A handful of studies have directly compared rectal diazepam to intranasal midazolam for the treatment of pediatric seizures. One hospital-based study from Israel demonstrated a decrease in the time from hospital arrival to treatment and faster seizure control with intranasal midazolam compared to rectal diazepam in children with febrile seizures (Lahat 2000), with no adverse events in either group. In a similar study from India involving both febrile and afebrile seizure patients, there was a mean decrease of around 18 seconds in the time to prepare and administer intranasal midazolam compared with rectal diazepam, and greater than 60 second mean decrease in time between drug administration and cessation of seizure activity (Bhattacharyya 2006); seizure cessation was more likely to have occurred within 10 minutes of drug administration in the intranasal midazolam group (RR 1.1, 95% CO 1.0 to 1.2). Finally, a Turkish study demonstrated a similar decrease in the rate of seizure cessation within 10 minutes of drug administration with intranasal midazolam (RR 1.5, 95% CI 1.0-2.2), along with a decrease in overall seizure duration and a decrease in the need for additional drug administration (Fisgin 2002).

These three foreign studies were all limited by small sample sizes (n = 52, 188, and 55, respectively), poor randomization technique, lack of blinding, lack of sample size calculation, and lack of primary outcome identification. In addition, there were several patient characteristics (such as a large proportion of patients with a history of birth asphyxia in Bhattacharyya et al) making it difficult to generalize the results to children in the US (external validity).

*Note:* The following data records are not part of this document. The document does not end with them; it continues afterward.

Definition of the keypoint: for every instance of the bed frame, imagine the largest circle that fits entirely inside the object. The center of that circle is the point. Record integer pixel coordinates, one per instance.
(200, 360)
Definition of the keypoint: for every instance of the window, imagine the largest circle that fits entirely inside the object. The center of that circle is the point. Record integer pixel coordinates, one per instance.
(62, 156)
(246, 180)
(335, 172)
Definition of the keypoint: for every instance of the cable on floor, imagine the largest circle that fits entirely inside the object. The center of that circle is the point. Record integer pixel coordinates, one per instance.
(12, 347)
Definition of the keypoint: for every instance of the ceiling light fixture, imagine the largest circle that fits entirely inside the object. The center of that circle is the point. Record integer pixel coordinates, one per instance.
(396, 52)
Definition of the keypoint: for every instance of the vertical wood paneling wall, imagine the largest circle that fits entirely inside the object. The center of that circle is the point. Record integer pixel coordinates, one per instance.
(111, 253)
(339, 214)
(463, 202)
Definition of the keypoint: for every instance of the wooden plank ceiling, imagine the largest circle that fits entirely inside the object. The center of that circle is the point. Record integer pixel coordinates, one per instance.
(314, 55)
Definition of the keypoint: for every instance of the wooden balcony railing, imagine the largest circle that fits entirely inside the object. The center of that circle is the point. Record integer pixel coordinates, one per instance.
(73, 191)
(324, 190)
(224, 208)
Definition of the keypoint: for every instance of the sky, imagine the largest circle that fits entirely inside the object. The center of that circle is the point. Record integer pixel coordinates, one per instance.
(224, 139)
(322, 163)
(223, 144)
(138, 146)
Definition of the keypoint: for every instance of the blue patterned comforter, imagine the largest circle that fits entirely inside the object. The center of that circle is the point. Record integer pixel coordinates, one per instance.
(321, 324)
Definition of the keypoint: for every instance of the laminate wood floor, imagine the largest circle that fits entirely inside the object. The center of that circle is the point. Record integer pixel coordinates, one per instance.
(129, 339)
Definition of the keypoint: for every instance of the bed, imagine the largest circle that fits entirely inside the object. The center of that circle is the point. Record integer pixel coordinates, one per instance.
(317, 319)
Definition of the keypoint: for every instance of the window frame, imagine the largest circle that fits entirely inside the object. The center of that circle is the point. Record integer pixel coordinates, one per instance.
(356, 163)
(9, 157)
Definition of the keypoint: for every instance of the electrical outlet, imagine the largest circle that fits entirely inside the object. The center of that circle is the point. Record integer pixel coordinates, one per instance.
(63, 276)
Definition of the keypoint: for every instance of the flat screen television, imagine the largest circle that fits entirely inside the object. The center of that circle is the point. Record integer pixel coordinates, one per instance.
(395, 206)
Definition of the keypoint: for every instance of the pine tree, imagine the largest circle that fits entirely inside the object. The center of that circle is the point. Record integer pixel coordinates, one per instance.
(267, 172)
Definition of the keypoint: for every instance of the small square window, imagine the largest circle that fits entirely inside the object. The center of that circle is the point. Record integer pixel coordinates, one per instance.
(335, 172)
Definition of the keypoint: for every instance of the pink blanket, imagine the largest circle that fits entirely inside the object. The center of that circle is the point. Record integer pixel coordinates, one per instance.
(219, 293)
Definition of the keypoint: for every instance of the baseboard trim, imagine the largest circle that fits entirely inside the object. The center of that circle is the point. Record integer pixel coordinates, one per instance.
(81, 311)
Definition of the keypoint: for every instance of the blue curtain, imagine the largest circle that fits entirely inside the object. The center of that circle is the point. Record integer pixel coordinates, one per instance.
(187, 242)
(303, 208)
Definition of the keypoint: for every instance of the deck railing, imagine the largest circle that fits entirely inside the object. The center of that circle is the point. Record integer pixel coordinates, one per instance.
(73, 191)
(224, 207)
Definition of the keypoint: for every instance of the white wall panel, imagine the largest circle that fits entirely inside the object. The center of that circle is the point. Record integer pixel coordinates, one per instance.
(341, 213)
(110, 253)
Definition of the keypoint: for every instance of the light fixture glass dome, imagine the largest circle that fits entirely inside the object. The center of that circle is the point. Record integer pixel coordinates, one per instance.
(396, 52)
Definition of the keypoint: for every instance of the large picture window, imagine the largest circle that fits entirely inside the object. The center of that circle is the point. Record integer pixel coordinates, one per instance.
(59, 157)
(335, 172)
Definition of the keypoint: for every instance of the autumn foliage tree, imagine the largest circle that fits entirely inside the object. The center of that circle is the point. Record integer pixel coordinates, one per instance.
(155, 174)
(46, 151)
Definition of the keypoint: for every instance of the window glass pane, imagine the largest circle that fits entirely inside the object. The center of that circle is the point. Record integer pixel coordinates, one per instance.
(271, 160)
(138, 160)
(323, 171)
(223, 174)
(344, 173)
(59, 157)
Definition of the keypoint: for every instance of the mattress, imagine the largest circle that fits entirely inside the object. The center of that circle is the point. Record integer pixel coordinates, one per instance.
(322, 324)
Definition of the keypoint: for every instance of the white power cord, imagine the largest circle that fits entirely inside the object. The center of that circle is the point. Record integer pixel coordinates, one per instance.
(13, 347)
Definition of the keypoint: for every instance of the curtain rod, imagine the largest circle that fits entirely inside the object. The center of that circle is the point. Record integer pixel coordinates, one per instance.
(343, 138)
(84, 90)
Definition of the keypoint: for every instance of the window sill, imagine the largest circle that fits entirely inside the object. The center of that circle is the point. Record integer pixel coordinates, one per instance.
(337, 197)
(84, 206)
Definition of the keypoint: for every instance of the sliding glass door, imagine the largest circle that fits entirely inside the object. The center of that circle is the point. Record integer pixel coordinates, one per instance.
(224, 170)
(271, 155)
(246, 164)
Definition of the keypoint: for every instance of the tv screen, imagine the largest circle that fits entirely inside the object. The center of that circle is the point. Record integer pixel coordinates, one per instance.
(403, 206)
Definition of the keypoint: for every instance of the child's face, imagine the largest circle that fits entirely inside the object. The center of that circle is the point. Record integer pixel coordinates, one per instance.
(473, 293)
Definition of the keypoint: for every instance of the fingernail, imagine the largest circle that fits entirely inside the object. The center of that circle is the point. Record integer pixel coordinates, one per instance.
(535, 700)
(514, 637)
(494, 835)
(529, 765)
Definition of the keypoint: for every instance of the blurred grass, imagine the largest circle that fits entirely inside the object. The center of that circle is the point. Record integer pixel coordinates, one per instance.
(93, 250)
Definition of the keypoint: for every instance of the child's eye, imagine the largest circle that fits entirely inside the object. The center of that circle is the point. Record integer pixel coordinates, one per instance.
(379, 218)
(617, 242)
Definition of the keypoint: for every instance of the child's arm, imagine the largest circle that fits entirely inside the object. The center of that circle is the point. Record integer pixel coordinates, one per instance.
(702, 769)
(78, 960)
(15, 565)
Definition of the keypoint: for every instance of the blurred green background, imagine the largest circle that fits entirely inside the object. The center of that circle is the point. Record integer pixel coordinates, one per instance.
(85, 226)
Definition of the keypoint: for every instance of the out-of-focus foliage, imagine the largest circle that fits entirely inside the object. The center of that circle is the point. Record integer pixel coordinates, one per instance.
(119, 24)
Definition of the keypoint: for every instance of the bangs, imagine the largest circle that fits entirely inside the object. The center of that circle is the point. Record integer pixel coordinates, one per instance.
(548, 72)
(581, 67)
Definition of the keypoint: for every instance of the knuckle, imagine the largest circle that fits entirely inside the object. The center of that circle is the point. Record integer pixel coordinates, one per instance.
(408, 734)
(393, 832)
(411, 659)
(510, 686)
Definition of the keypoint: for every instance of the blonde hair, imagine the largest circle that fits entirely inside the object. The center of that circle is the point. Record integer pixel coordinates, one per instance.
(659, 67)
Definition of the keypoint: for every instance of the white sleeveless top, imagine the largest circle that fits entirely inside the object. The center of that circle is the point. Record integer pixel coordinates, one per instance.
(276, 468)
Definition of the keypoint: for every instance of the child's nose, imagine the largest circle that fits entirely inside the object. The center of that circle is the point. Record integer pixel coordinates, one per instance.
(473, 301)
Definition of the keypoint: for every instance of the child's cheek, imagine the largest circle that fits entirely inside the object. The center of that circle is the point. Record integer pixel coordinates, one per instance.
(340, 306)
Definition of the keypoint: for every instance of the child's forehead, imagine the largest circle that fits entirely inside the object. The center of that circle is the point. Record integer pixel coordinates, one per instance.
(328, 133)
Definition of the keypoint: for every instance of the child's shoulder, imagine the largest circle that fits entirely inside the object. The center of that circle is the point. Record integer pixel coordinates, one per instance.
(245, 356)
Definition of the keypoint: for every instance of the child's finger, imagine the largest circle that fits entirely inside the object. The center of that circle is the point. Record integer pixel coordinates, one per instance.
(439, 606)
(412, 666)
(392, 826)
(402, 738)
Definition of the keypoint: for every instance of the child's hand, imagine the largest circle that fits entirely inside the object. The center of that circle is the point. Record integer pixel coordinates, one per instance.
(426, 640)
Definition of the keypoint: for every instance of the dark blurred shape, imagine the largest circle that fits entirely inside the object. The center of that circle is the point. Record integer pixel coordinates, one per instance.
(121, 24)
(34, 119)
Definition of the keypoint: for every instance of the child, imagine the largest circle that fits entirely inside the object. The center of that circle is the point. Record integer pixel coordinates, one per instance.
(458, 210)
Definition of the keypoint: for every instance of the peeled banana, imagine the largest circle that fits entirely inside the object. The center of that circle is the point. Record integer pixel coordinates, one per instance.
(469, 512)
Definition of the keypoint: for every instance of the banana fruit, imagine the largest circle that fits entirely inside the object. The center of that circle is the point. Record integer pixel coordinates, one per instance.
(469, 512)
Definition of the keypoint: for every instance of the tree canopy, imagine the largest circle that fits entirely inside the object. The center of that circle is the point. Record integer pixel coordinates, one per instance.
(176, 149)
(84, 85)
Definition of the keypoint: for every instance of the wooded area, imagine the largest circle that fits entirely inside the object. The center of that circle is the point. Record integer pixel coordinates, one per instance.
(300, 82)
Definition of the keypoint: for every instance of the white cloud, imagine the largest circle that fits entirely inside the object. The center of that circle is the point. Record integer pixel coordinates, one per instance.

A single US study was identified from Salt Lake City that compared intranasal midazolam with rectal diazepam in the prehospital setting (Holsti 2007). Patients enrolled after a change in EMS protocol that mandated seizure treatment with intranasal midazolam were compared to historical controls. Patients receiving intranasal midazolam had a decrease in the duration of EMS-witness seizure activity (median 30 minutes vs. 11 minutes, p = 0.003), and total seizure time (median 45 minutes vs. 25 minutes, p < 0.001). Intranasal midazolam also led to lower overall hospital charges, decreased need for bag-valve mask ventilation, decreased need for intubation, and decreased need for hospital admission. This study was also limited by a small sample size (n = 57), as well as by a before-and-after study design, lack of randomization and blinding, and missing outcome data from the EMS records.

Overall, the evidence in support of the use of intranasal midazolam over rectal diazepam is limited and of poor quality, composed primarily of small, unblinded studies conducted in dissimilar populations with poor methodology. However, the evidence at least supports the premise that intranasal midazolam is safe and effective. It is reasonable, in light of this evidence, to use intranasal midazolam as an alternative to rectal diazepam in children with seizure activity, and may replace rectal diazepam for home treatment given its ease of administration.